HOW TO CHECK IF THE GIVEN LINE IS TANGENT TO CIRCLE

As we have seen, a line is a tangent if it intersects the circle at only one point.

To show that a line is a tangent to a circle, the equation of the line can be substituted into the equation of the circle, and solved there should only be one solution

If a line and a circle only touch at one point, then the line is a tangent to the circle at that point.

To find out how many times a line and circle meet, we can use substitution.

Problem 1 :

Show that the line with equation

x + y = 4

y = 4 - x  -----(1)

is a tangent to the circle with equation

x² + y² + 6x + 2y − 22 = 0  -----(2)

Solution :

x² + y² + 6x + 2y − 22 = 0

By applying (1) in (2), we get

x² + (4 - x)² + 6x + 2(4 - x) − 22 = 0

x² + 16 - 8x + x² + 6x + 8 - 2x - 22 = 0

2x² - 4x + 2 = 0

x² - 2x + 1 = 0

(x - 1) (x - 1) = 0

x = 1 and x = 1

From this, it is clear the line touches the circle at one point.

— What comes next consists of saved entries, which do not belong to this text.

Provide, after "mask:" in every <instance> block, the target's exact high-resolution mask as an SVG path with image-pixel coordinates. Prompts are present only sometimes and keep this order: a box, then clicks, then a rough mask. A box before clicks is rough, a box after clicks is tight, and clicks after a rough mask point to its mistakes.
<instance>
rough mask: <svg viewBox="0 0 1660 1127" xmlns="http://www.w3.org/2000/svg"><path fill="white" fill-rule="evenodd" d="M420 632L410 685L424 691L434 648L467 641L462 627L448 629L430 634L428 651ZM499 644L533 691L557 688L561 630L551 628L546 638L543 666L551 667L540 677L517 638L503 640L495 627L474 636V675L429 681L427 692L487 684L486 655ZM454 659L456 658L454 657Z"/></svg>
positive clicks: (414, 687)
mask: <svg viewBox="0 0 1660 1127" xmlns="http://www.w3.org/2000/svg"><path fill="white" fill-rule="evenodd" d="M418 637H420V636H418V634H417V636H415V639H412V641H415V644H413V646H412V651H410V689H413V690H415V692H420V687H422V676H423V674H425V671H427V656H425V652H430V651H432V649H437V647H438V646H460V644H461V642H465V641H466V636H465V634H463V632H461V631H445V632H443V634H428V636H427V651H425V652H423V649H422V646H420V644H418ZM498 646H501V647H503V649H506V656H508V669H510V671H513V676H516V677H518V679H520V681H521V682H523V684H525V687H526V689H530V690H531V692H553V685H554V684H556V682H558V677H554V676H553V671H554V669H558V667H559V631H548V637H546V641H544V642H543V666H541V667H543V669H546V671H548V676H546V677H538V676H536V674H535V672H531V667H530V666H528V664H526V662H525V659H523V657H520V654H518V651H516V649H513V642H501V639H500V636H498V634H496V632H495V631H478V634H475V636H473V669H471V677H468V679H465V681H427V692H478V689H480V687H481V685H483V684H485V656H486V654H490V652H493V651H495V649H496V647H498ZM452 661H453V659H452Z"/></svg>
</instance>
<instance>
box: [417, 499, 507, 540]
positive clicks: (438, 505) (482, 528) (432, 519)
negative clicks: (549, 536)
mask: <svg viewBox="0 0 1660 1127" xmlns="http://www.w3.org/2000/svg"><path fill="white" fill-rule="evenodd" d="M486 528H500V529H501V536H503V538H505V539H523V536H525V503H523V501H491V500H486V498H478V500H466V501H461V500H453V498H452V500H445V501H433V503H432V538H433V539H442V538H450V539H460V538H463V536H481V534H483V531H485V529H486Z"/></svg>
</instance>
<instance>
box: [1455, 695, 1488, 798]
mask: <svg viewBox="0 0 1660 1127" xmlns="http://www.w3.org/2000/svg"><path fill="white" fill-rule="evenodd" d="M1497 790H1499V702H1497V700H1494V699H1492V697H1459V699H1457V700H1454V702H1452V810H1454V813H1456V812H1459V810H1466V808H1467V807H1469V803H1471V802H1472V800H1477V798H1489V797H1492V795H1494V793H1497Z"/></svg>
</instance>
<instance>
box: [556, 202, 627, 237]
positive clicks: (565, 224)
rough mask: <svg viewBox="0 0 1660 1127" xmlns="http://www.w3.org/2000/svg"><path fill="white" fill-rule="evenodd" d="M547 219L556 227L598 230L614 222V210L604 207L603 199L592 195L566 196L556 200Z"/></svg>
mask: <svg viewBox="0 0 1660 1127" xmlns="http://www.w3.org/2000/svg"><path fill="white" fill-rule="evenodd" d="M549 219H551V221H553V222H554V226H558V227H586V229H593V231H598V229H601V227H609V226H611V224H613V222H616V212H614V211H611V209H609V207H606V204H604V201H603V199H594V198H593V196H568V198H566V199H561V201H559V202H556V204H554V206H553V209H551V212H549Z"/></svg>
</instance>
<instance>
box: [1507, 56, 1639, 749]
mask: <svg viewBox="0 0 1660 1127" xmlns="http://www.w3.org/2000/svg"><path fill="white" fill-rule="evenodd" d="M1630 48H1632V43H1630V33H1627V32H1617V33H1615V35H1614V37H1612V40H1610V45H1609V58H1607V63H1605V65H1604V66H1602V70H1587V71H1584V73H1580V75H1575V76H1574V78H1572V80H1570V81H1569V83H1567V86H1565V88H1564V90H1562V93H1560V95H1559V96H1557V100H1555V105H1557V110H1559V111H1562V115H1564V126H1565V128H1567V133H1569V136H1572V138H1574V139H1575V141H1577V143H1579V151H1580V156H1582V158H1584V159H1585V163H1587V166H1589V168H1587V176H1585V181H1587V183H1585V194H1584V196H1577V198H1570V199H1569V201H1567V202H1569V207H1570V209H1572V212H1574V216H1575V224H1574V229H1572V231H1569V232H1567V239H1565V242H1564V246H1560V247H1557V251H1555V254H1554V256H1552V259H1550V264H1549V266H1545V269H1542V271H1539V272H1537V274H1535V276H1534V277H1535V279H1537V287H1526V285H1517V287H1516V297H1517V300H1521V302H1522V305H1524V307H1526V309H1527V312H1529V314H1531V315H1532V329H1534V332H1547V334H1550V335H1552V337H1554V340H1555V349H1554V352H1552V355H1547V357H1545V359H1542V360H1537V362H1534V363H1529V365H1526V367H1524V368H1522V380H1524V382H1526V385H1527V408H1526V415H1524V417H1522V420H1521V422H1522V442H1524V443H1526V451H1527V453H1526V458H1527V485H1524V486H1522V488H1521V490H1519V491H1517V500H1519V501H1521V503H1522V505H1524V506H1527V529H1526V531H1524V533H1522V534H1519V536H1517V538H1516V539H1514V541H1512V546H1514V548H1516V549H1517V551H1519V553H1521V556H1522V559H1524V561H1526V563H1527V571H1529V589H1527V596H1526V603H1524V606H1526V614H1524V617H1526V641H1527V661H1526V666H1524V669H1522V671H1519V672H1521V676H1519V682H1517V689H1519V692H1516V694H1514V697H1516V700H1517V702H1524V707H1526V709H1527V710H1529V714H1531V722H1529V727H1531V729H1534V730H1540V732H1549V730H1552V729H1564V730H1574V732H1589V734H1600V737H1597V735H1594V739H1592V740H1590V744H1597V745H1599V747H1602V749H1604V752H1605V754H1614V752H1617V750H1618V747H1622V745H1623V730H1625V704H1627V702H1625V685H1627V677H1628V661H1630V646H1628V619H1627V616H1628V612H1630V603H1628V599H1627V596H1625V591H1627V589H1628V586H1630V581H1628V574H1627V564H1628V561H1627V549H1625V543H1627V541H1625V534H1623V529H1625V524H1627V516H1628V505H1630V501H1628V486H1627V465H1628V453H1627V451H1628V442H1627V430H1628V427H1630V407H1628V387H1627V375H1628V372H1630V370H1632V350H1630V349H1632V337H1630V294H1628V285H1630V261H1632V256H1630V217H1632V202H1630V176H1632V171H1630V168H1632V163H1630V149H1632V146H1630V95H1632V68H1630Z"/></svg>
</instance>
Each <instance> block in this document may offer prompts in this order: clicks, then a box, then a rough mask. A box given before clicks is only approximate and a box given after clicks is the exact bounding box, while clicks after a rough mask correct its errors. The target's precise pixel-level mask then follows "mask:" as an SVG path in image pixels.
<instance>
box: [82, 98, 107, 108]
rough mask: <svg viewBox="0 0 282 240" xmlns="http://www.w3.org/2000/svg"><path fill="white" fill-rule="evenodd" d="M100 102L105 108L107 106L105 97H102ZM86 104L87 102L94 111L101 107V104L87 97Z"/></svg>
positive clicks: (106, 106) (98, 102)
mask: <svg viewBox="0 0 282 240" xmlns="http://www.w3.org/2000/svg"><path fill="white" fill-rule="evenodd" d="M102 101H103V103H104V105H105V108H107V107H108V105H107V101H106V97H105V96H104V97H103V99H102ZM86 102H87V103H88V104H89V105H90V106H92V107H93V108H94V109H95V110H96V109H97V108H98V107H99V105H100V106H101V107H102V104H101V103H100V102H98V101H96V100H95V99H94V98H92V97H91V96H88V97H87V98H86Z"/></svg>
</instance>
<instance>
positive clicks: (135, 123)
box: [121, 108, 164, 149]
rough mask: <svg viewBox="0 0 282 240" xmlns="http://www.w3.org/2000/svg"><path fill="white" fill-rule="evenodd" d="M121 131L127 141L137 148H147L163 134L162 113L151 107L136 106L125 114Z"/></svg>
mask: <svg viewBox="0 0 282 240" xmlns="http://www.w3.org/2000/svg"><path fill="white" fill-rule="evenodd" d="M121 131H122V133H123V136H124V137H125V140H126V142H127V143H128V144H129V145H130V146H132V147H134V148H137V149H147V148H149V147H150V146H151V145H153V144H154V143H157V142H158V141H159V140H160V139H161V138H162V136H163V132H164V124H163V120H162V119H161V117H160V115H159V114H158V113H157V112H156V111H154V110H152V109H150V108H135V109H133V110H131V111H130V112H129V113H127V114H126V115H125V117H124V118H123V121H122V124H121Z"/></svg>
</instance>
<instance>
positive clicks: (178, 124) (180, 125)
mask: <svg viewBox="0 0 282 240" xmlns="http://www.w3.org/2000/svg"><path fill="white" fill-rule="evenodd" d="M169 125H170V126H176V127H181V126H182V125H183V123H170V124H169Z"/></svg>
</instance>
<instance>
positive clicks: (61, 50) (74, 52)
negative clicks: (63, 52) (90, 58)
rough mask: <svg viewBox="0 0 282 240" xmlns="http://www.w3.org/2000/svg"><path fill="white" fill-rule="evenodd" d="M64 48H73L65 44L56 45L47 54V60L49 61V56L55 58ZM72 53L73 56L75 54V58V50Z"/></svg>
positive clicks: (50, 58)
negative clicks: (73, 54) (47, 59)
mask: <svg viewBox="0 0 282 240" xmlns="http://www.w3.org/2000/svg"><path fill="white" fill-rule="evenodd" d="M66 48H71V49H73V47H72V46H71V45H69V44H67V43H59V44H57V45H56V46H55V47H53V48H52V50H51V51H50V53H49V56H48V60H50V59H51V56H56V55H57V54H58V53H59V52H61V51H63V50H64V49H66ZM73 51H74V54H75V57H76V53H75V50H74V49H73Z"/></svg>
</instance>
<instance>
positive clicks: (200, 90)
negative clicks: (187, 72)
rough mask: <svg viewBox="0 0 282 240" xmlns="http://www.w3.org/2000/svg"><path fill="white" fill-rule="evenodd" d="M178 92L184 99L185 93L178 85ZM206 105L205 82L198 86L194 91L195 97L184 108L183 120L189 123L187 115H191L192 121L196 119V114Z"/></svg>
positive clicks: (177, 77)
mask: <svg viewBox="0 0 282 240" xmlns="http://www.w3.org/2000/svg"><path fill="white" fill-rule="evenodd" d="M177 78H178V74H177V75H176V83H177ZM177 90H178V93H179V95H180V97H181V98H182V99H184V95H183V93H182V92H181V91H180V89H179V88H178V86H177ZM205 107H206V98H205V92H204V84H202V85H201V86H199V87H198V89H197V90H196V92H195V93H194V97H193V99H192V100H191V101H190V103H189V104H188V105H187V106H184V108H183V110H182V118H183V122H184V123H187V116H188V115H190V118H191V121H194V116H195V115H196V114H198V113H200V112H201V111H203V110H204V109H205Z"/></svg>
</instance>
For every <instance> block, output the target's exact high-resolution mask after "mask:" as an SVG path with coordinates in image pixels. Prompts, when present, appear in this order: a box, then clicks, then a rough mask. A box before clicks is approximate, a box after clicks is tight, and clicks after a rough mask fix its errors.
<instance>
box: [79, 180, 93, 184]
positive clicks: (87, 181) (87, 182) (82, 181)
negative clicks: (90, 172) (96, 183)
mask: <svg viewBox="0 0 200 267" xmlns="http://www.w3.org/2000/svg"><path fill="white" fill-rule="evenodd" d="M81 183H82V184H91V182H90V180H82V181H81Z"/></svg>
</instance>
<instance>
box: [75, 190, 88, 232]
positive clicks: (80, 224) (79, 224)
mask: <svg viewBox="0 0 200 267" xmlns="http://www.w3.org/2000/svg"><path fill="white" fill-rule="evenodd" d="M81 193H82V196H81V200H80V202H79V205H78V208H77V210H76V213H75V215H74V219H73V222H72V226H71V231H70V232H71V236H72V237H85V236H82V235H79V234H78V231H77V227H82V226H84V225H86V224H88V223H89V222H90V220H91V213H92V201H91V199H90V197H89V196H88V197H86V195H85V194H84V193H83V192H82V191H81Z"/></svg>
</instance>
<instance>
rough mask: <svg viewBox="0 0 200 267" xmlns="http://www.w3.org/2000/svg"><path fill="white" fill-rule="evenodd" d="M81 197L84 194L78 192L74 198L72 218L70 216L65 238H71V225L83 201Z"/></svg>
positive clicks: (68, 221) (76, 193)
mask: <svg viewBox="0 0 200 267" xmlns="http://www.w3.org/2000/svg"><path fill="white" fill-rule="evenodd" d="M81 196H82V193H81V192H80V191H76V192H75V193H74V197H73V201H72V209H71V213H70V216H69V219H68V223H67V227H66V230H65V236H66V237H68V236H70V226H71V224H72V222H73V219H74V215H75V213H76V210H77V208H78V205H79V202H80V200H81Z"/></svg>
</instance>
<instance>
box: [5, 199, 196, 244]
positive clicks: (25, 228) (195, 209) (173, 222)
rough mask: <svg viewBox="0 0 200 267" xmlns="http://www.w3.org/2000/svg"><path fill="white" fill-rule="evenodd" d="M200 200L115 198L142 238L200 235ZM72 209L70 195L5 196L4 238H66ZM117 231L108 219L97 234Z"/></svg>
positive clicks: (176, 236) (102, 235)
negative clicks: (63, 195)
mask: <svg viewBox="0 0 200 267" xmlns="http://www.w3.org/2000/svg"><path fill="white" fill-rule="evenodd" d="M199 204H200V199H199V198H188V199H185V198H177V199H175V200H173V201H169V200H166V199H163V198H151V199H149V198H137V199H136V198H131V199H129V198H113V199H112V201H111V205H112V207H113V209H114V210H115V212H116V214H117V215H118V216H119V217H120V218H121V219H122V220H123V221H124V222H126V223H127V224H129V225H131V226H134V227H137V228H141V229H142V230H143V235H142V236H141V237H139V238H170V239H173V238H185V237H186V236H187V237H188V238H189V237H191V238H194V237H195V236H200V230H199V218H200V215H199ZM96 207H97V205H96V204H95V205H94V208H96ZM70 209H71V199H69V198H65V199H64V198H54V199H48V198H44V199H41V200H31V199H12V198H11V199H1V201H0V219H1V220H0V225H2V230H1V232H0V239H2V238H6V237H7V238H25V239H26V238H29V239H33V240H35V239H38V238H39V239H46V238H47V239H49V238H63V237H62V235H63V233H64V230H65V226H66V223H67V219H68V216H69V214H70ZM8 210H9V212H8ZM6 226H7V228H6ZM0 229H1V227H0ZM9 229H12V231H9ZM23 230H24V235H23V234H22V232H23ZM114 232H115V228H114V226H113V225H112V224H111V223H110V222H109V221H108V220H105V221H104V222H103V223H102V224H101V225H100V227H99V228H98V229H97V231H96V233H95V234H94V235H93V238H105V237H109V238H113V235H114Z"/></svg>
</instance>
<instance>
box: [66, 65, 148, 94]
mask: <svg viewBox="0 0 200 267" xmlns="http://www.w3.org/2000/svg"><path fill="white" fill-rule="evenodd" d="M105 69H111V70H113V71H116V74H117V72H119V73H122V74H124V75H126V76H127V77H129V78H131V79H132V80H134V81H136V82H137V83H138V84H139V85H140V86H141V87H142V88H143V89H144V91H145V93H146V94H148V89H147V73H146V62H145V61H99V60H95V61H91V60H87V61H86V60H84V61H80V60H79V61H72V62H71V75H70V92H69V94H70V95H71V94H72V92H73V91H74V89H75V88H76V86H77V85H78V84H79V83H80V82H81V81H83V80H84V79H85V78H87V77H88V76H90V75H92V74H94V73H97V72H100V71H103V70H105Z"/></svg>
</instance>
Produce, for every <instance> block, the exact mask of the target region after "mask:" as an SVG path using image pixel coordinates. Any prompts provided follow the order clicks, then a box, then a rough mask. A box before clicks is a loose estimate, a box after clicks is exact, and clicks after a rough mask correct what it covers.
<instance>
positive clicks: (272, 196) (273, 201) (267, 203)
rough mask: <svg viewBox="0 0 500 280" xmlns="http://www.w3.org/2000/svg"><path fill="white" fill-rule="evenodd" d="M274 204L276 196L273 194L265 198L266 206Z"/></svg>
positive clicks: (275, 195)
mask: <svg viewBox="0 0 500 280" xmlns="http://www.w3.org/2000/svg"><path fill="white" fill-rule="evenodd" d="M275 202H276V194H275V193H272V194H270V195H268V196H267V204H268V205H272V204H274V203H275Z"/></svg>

When x = 1, y = 4 - 1 ==> 3

So, the point of contact of the line and circle is (1, 3) and the given line is tangent for the circle.

Problem 2 :

Given the line

y = 2x - 1

and the circle 

x² + y² - 4x - 6y + 13 = 0

a) Show that the line is tangent to the circle

b) Find the point of contact.

Solution :

x² + (2x - 1)² - 4x - 6(2x - 1) + 13 = 0

x² + 4x² - 4x + 1 - 4x - 12x + 6 + 13 = 0

5x² - 20x + 20 = 0

x² - 4x + 4 = 0

(x - 2)(x - 2) = 0

x = 2 and x = 2

To find point of contact :

When x = 2

y = 2(2) - 1

y = 3

So, the point of contact is (2, 3).

Problem 3 :

Show that the line y = 3x + 1 is common tangent to the two circles

x² + y² + 8x + 2y +7 = 0

and

x² + y² - 2x + 12y + 27 = 0

Solution :

x² + y² + 8x + 2y + 7 = 0 ----(1)

and

x² + y² - 2x + 12y + 27 = 0 ----(2)

Applying y = 3x + 1 in (1),

x² + (3x + 1)² + 8x + 2(3x + 1) + 7 = 0

x² + 9x² + 6x + 1 + 8x + 6x + 2 + 7 = 0

10x² + 20x + 10 = 0

x² + 2x + 1 = 0

(x + 1) (x + 1) = 0

x = -1 and x = -1

When x = -1, y = 3(-1) + 1 ==> -2

(-1, -2) is the point of contact.

Applying y = 3x + 1 in (2),

x² + (3x + 1)² - 2x + 12(3x + 1) + 27 = 0

x² + 9x² + 6x + 1 - 2x + 36x + 12 + 27 = 0

10x² + 40x + 40 = 0

x² + 4x + 4 = 0

(x + 2)(x + 2) = 0

x = -2 and x = -2

When x = -2, y = 3(-2) + 1 ==> -1

(-2, -1) is the point of contact.

Problem 4 :

Determine whether the line 4y - 3x + 20 = 0 is a tangent to the circle x² + y² - 2x - 4y - 20 = 0

Solution :

x² + y² - 2x - 4y - 20 = 0

x² - 2x + y² - 4y - 20 = 0

(x - 1)² - 1² + (y - 2)² - 2² - 20 = 0

(x - 1)² - 1 + (y - 2)² - 4 - 20 = 0

(x - 1)² + (y - 2)² - 25 = 0

(x - 1)² + (y - 2)² = 25

Center of circle (1, 2) 

Radius f the circle = 5 units.

Distance between the a point and a line = |Ax₁ + By₁ + C| / √A² + B²

= |4(2) - 3(1) + 20|/√4² + 3²

= |8 - 3 + 20| / √(16 + 9)

= 25 / √25

= 25 / 5

= 5

4y - 3x + 20 = 0

slope of the line 4y = 3x - 20

y = (3/4) x - (20/4)

y = (3/4) x - 5 -----(1)

Slope of the line = 3/4

Equation of the line which is perpendicular, then slope = -4/3

(y - y₁) = m(x - x₁)

(y - 2) = (-4/3)(x - 1)

y = (-4x/3) + (4/3) + 2

y = (-4x/3) + (10/3) -----(2)

3x/4 - 5 = (-4x/3) + (10/3)

(9x + 16x)/3 = 10/3 + 5

25x/3 = (10 + 15)/3

25x = 25

x = 1

applying x = 1, we get

y = (3/4) - 5

y = (3-5)/4

= -2/4

= -1/2

So, the point of intersection is (1, -1/2).